O modelo de Estado democrático pós Segunda Guerra Mundial e
que é a referência para os Estados da Europa Ocidental é a hexapartição de
poderes. Para explicar melhor, eu usarei a imagem abaixo.
O triângulo representa o Estado e suas funções. Verticalmente
há a divisão uma área relacionada às funções mais políticas e intervencionistas,
e outra, às questões mais jurídicas e legais. Horizontalmente está divido em
três áreas.
Na base da pirâmide,
estão as funções de prestação de serviços, as funções estatais que estão
relacionadas a um contato direto com a população, que existem para ouvir e
responder às demandas dos cidadãos.
No centro, está a área de discussão ideológica, onde são
apresentados e debatidos argumentos pelos representantes dos diferentes grupos
sociais. Aqui é o lugar de ação dos partidos políticos e outras formas de
representações.
No topo está a área re controle institucional, as funções
estatais cujas funções são relacionadas à manutenção da harmonia entre os
poderes e da regulação dos excessos do próprio Estado.

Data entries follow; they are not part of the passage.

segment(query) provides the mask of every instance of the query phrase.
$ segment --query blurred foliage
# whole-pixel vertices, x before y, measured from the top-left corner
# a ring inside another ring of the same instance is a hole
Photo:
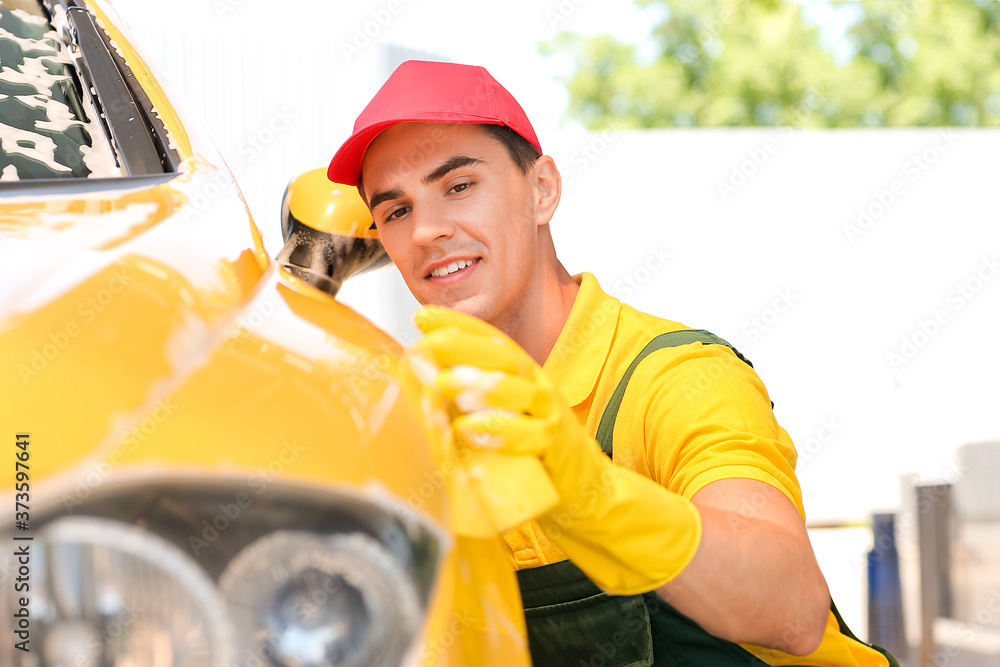
[[[561,32],[569,117],[589,129],[1000,126],[1000,0],[831,0],[857,15],[837,62],[813,0],[637,0],[651,44]]]

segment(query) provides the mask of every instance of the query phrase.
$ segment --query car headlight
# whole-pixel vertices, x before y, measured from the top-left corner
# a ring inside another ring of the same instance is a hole
[[[219,585],[237,643],[249,647],[244,663],[398,665],[420,617],[410,577],[362,533],[273,533],[240,552]]]
[[[0,535],[30,551],[24,593],[0,553],[0,609],[30,599],[31,652],[8,613],[5,667],[410,664],[449,539],[374,487],[275,480],[251,499],[235,478],[122,475],[76,515],[46,506],[33,540]]]
[[[28,646],[42,660],[17,650],[17,635],[8,631],[0,664],[233,664],[225,602],[201,568],[159,536],[118,521],[66,517],[17,544],[29,545],[22,589],[31,600]],[[5,585],[0,607],[19,609],[14,594]]]

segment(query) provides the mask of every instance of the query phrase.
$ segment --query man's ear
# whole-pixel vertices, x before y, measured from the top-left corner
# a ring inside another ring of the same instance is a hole
[[[562,196],[562,174],[559,173],[555,160],[543,155],[531,165],[529,175],[535,195],[535,224],[547,225],[555,215]]]

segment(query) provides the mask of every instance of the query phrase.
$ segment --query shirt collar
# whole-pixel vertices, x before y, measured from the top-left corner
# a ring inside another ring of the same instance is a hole
[[[542,370],[570,406],[583,403],[597,384],[618,328],[621,301],[601,289],[591,273],[573,276],[580,285],[569,318]]]

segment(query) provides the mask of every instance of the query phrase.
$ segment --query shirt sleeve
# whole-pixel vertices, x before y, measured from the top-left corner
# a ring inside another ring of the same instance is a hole
[[[795,447],[757,373],[723,345],[651,354],[615,424],[615,459],[687,499],[731,478],[774,486],[803,514]]]

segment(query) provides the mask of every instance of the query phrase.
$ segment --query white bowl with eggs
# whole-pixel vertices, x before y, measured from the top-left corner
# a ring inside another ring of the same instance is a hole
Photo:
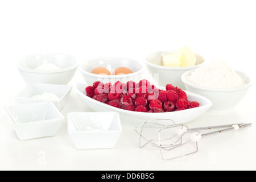
[[[119,71],[117,72],[118,69]],[[136,82],[141,79],[145,69],[143,63],[122,57],[91,59],[85,61],[79,67],[86,82],[89,85],[97,81],[104,83],[114,83],[117,81],[126,82],[129,80]],[[93,73],[92,73],[93,71]],[[115,71],[117,75],[113,75]]]
[[[210,88],[192,82],[188,77],[191,76],[196,69],[188,71],[183,73],[181,80],[185,84],[186,90],[203,96],[212,102],[212,107],[208,111],[213,113],[225,113],[232,110],[244,97],[249,87],[251,85],[250,77],[245,73],[234,71],[245,81],[242,85],[233,88]],[[209,72],[208,70],[207,72]],[[216,83],[216,76],[212,78]]]
[[[16,68],[27,83],[68,84],[79,64],[73,56],[62,53],[38,53],[22,57]]]
[[[181,77],[185,72],[199,67],[204,62],[204,57],[197,53],[195,54],[196,63],[193,66],[184,67],[170,67],[163,66],[162,56],[174,53],[174,51],[158,51],[151,53],[146,57],[146,65],[148,72],[159,86],[164,86],[172,84],[175,86],[185,89]]]

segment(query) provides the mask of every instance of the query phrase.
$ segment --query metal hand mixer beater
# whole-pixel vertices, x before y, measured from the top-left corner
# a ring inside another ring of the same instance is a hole
[[[135,130],[139,135],[140,148],[148,144],[158,147],[162,158],[168,160],[197,152],[197,142],[203,136],[237,131],[251,125],[245,123],[189,129],[185,125],[176,124],[171,119],[156,119],[144,122]]]

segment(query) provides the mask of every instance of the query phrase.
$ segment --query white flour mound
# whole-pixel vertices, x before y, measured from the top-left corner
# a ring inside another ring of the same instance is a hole
[[[220,59],[205,63],[186,79],[197,85],[209,88],[233,88],[246,84],[245,79]]]

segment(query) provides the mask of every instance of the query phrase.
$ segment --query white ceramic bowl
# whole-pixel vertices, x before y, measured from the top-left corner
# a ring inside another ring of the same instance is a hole
[[[132,111],[113,107],[86,96],[85,88],[88,86],[88,85],[84,84],[77,83],[75,89],[79,97],[88,107],[96,111],[119,112],[122,123],[129,126],[137,126],[145,121],[154,119],[171,119],[176,123],[185,123],[199,117],[212,106],[212,102],[205,97],[186,91],[188,100],[199,102],[200,107],[174,112],[160,113]],[[159,89],[164,89],[165,88],[159,87]]]
[[[60,69],[37,69],[43,65],[46,66],[52,64]],[[23,57],[18,62],[16,67],[27,83],[65,85],[72,79],[78,66],[77,60],[72,56],[60,53],[42,53]]]
[[[51,102],[6,106],[5,109],[20,140],[54,136],[64,120]]]
[[[60,110],[67,102],[72,89],[72,86],[65,85],[28,84],[15,97],[15,99],[19,104],[35,103],[46,101],[52,101],[57,109]],[[55,97],[49,96],[49,94],[53,94],[59,98],[55,99]],[[43,96],[45,96],[44,97]]]
[[[122,132],[118,113],[68,114],[68,131],[77,149],[113,148]]]
[[[208,111],[214,113],[224,113],[232,110],[240,102],[246,94],[249,88],[251,85],[250,78],[245,73],[236,71],[236,73],[245,79],[246,84],[230,89],[213,89],[204,88],[192,84],[186,80],[186,77],[194,70],[189,71],[184,73],[181,80],[184,83],[186,89],[204,96],[213,103],[212,106]]]
[[[187,67],[169,67],[162,65],[162,56],[170,54],[174,51],[166,51],[153,52],[146,57],[146,65],[148,72],[159,86],[165,86],[167,84],[172,84],[181,89],[185,89],[185,85],[181,81],[182,74],[188,70],[199,67],[204,62],[202,56],[195,53],[196,65]]]
[[[102,67],[108,69],[111,73],[119,67],[126,67],[133,71],[132,73],[122,75],[102,75],[92,73],[93,69]],[[117,81],[126,82],[129,80],[137,82],[141,80],[142,73],[146,69],[144,65],[137,60],[121,57],[102,57],[86,61],[79,67],[79,70],[88,84],[100,81],[104,83],[114,84]]]

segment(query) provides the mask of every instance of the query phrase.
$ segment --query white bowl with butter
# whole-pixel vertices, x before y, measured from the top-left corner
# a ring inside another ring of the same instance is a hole
[[[146,57],[146,65],[148,72],[151,74],[153,79],[159,86],[164,86],[167,84],[172,84],[182,89],[185,89],[185,85],[181,77],[185,72],[199,67],[204,62],[204,57],[195,53],[195,65],[189,67],[167,67],[163,65],[163,56],[170,55],[175,51],[158,51],[150,53]]]

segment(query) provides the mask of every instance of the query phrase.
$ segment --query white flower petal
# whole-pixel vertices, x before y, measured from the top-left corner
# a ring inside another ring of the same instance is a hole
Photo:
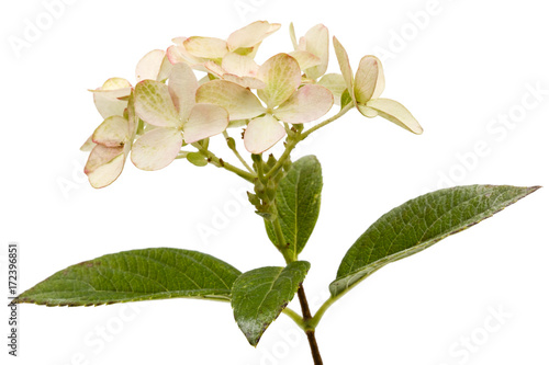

No lado jurídico, na base, temos o Poder Judiciário. Sua
função é a de prestar serviço direto à sociedade respondendo às demandas da
população quanto ao não cumprimento das leis e normas do Estado. É a ele que os
cidadãos devem procurar caso acreditem que foram prejudicados pelo
descumprimento de alguma norma legal. A função do Poder Judiciário e fazer com
que as normas do Estado sejam executadas em cumpridas. O Poder judiciário deve
ser formado por especialistas, técnicos treinados para dominarem os
conhecimentos legais sem vinculações partidárias escolhidos a partir de suas
habilidades técnicas cuja função é executar as normas conforme foram aprovadas
pelo Poder Legislativo.
No segundo nível, há o Poder Legislativo. Formado por representantes
da sociedade eleitos, é o poder estatal ao qual cabe a função de laborar as
leis do Estado. Aqui cabe a filiação partidária dos seus membros, cuja função é
levar as questões da população que representam e discutirem a elaboração das
normas. Em alguns estados, o Poder Legislativo é dividido em duas casas: uma
Câmara Baixa — formada de representante das diferentes populações que habitam o
Estado — e uma Câmara Alta — formada de representantes dos territórios. A origem
desta forma de duas câmaras vem do modelo inglês de parlamento, formado
historicamente pela Câmara dos Comuns, formada por representantes eleitos pelos
moradores das vilas e cidades convocados pela primeira vez pelo rei Edward I
para auxiliar na condução do reino, e pela Câmara do Lords, formada pelos
nobres que tinham direitos sobre as terras e representavam os interesses de
suas Casas primeiro como conselheiros militares do rei, e depois como fiscais
de orçamento e legisladores do reino. Cabe ainda ao Poder Legislativo o
julgamento e cassação do mandato do Chefe de Estado caso este viole alguma de
suas funções ou deveres em ralação ao Estado. Esta função de julgamento do
chefe de Estado tem origem nas atribuições da Câmara dos Lords de fiscalizar as
atividades do rei.
No topo está o Tribunal Constitucional. Elaborado como poder
estatal por Hans Kelsen após a Segunda Guerra Mundial com a finalidade de
impedir que o Estado execute suas normas de maneira burocratizada e
automatizada sem avaliar moralmente suas atividades como ocorrido nos Estados
de modelo totalitaristas. Sua função é garantir o cumprimento dos princípios
previstos na Constituição e os direitos humanitários. Cabe ao Tribunal
Constitucional o controle do Poder Judiciário, avaliando e garantindo que suas
decisões sejam realizadas todas sem violar as normas constitucionais. Cabe
ainda a ele analisar as novas normas aprovadas pelo Poder Legislativo e
anulá-las caso violem princípios constitucionais ou direitos humanos.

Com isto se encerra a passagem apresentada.